Unemployment in the Yuma, Ariz., metropolitan area was 34.5 percent last month—about 4.5 times the national average—according to new Labor Department data.
So why is Yuma’s rate so high? Local officials and experts routinely blame its large migrant population and seasonal agricultural sector. NPR last year spotlighted the town alongside Bismarck, N.D., which was—and remains—the metro area with the nation’s lowest unemployment rate thanks to the region’s oil boom. Here’s how NPR explained Yuma’s problem:
“The unemployment rate of border communities can sometimes artificially increase — and even double — because of a large uncounted migrant population, says San Diego State University economics professor James Gerber. And border cities tend to have greater health problems and lower levels of education, which are associated with high unemployment, he says.”
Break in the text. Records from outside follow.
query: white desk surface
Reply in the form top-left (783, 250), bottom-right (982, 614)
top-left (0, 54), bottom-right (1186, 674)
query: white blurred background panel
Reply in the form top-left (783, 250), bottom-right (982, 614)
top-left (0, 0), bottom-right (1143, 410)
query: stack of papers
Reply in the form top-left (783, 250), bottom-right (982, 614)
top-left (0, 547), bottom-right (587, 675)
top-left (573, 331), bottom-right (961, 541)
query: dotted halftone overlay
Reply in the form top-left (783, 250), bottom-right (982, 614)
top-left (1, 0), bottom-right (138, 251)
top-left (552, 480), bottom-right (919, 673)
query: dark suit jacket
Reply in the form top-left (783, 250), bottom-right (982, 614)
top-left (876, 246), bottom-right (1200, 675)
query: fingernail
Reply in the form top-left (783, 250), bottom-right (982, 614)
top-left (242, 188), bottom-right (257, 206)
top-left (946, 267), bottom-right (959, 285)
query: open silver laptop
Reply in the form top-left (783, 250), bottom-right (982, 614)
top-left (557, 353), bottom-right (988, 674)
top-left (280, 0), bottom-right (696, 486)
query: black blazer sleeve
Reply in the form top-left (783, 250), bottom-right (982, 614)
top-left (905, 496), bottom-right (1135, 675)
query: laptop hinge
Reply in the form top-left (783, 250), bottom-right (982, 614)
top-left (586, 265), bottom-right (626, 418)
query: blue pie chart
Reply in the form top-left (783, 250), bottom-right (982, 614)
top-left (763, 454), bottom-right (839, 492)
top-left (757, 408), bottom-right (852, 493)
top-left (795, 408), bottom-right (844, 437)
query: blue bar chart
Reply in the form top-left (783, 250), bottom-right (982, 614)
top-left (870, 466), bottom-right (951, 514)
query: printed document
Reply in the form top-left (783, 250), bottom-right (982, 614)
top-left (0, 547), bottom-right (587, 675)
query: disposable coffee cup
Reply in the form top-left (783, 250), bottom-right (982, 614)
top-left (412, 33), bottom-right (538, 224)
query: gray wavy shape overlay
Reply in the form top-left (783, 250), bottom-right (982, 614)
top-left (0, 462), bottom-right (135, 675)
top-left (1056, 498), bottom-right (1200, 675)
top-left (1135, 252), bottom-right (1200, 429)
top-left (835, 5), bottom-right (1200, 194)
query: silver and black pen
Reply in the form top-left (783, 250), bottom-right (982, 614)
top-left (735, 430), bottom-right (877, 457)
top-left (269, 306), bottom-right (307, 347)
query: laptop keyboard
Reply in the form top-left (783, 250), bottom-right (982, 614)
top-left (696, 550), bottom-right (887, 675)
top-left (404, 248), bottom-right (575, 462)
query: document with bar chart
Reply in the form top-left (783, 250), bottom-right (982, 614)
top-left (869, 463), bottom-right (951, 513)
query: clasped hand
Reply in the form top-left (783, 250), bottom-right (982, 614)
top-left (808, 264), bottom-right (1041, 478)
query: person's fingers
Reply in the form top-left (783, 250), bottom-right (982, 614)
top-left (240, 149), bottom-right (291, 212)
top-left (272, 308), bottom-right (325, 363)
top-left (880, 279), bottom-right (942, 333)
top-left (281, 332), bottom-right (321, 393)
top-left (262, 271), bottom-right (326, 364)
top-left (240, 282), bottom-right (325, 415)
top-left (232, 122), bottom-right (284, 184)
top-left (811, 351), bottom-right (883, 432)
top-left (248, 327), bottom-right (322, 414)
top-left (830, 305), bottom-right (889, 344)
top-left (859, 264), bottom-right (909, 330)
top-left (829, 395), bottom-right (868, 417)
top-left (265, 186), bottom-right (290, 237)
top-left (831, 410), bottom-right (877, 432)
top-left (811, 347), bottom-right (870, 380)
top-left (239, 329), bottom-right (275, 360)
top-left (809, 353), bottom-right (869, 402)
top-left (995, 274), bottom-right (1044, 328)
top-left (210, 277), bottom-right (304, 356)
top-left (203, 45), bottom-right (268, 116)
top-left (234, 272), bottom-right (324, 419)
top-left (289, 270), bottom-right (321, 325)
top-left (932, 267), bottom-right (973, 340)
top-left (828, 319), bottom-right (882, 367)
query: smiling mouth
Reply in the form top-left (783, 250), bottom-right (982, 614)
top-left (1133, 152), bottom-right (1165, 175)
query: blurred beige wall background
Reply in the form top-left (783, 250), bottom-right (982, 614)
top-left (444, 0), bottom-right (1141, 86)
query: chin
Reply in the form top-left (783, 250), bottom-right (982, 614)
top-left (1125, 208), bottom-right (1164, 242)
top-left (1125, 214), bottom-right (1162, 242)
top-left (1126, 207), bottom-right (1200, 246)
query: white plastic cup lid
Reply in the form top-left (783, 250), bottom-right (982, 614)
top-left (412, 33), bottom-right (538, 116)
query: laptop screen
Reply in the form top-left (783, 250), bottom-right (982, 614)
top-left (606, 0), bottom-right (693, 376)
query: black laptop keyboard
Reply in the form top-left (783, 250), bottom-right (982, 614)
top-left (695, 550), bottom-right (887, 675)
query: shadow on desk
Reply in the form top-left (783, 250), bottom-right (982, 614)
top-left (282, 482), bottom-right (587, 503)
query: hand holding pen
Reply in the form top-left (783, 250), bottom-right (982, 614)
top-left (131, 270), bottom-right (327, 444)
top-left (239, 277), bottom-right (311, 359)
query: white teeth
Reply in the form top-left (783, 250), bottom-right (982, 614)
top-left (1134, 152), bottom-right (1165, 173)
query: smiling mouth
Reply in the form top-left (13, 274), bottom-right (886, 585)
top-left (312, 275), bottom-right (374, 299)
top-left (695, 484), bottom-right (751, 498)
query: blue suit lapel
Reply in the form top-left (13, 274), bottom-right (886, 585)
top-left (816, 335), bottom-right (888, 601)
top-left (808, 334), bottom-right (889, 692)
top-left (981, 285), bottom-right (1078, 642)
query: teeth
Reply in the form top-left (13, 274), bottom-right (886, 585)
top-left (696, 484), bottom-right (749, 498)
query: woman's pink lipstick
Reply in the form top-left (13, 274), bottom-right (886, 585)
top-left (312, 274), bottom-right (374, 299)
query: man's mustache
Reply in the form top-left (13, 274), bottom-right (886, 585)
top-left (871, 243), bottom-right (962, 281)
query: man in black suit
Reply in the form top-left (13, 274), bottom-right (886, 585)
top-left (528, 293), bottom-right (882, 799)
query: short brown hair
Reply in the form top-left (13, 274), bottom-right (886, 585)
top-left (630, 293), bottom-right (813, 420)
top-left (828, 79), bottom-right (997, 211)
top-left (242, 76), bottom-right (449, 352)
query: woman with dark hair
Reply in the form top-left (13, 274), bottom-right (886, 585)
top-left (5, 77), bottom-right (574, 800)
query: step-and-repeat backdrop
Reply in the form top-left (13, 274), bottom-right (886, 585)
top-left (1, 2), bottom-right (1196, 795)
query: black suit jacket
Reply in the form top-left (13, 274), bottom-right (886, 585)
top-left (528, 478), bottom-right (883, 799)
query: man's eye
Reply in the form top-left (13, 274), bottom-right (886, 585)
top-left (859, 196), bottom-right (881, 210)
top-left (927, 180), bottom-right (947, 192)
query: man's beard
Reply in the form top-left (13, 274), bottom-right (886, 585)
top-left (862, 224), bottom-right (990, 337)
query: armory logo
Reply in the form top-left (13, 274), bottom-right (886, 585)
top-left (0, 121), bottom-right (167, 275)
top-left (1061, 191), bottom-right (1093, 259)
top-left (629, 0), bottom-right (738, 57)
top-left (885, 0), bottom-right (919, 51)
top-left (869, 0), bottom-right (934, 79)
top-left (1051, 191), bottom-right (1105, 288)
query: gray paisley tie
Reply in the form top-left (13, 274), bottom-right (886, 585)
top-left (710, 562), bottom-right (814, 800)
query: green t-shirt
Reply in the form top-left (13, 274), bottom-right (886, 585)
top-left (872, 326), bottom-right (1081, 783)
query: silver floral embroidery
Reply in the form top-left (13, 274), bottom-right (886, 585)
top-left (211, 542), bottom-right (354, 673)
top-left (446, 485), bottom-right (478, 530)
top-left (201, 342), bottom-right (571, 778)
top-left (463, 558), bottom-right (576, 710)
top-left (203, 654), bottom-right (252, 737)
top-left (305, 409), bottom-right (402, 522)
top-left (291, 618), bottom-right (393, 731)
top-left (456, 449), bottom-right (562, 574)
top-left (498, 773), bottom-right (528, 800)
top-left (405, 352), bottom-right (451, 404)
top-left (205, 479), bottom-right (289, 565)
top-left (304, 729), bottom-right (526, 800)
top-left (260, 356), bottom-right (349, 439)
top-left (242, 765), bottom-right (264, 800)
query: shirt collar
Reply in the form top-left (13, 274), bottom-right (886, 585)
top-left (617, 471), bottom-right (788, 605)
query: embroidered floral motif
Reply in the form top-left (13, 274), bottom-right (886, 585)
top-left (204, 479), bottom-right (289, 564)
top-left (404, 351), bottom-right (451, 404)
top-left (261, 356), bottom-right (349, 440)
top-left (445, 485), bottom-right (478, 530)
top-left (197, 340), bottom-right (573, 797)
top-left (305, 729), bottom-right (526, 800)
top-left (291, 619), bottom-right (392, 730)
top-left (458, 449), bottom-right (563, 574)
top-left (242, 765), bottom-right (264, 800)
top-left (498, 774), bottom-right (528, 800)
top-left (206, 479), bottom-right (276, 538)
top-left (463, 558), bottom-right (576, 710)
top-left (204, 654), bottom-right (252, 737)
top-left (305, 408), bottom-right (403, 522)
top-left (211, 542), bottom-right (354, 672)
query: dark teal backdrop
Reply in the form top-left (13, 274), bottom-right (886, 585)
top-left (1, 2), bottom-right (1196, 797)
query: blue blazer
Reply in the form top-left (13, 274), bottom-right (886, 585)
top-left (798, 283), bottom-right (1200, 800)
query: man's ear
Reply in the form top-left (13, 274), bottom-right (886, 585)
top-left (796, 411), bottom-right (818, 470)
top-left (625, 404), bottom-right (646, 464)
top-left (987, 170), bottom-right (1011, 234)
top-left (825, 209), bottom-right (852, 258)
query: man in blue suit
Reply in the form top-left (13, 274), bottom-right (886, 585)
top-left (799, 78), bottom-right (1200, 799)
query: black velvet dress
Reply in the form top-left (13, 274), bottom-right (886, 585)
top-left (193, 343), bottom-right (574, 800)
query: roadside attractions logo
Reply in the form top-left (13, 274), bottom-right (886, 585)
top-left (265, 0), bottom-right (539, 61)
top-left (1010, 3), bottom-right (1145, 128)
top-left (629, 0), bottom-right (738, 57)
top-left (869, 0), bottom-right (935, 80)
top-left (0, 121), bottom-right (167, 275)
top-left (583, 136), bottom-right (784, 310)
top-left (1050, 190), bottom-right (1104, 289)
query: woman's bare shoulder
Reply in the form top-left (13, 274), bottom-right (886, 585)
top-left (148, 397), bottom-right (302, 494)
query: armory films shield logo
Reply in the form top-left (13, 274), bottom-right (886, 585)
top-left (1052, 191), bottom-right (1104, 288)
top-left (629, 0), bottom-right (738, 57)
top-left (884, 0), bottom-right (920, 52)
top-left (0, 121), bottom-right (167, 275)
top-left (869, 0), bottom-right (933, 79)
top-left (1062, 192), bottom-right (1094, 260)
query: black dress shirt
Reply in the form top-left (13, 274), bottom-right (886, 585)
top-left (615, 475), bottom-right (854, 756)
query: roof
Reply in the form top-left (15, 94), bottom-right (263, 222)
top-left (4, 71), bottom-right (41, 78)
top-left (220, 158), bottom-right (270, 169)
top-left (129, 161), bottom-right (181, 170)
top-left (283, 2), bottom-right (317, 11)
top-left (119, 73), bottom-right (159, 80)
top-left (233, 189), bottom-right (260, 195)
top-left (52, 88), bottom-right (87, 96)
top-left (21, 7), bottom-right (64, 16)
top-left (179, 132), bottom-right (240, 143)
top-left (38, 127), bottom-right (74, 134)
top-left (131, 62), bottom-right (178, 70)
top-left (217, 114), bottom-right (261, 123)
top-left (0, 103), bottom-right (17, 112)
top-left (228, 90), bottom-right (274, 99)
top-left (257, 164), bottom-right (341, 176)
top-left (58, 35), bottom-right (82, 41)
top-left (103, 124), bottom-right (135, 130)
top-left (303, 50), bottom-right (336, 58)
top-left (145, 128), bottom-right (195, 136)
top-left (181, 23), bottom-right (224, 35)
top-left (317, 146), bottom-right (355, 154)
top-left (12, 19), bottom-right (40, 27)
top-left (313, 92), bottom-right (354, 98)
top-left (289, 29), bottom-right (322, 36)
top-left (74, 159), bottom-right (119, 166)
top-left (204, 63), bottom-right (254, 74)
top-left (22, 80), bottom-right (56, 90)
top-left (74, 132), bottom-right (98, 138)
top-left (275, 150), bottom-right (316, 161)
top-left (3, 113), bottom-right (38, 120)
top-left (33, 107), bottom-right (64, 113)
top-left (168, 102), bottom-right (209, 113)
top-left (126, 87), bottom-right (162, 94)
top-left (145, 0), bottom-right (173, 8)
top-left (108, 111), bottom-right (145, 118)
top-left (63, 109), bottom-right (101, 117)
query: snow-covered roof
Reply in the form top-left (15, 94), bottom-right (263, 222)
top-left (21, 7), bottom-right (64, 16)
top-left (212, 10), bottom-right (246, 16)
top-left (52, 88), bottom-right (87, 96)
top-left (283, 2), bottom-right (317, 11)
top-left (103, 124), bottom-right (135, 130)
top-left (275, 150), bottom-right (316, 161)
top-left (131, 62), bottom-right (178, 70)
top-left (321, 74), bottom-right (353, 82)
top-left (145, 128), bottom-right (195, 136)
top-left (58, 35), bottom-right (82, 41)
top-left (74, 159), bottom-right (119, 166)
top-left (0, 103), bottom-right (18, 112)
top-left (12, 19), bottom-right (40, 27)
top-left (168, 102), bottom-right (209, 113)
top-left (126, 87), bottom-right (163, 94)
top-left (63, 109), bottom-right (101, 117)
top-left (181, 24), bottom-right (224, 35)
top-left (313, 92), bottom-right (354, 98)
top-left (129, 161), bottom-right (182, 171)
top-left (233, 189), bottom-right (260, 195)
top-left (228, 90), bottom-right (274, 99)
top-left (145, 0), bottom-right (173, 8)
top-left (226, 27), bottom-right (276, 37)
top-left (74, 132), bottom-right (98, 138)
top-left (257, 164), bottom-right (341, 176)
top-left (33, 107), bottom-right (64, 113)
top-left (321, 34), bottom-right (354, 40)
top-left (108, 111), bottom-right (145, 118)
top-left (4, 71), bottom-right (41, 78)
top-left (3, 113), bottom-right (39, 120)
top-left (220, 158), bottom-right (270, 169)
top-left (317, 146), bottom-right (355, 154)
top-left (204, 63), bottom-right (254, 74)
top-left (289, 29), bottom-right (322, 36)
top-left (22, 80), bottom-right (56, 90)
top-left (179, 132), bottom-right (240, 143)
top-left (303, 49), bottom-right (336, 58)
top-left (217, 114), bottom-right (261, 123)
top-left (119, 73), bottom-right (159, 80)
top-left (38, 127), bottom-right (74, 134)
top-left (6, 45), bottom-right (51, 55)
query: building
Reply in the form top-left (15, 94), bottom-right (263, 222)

The seasonal farm sector and tourism were to blame, too, local officials told a local reporter last month. That seasonality is evident when you look at Yuma’s monthly rates over the past few years, though the peaks and troughs have almost steadily climbed from the start of the Great Recession and through the recovery:
But Yuma is an outlier. More than half of the nation’s metro areas—214—fared better than the national average last month. And just over 85 percent posted year-on-year unemployment rate declines. In the 49 areas that are home to one million or more people, unemployment ranged from 4.8 percent to 11 percent.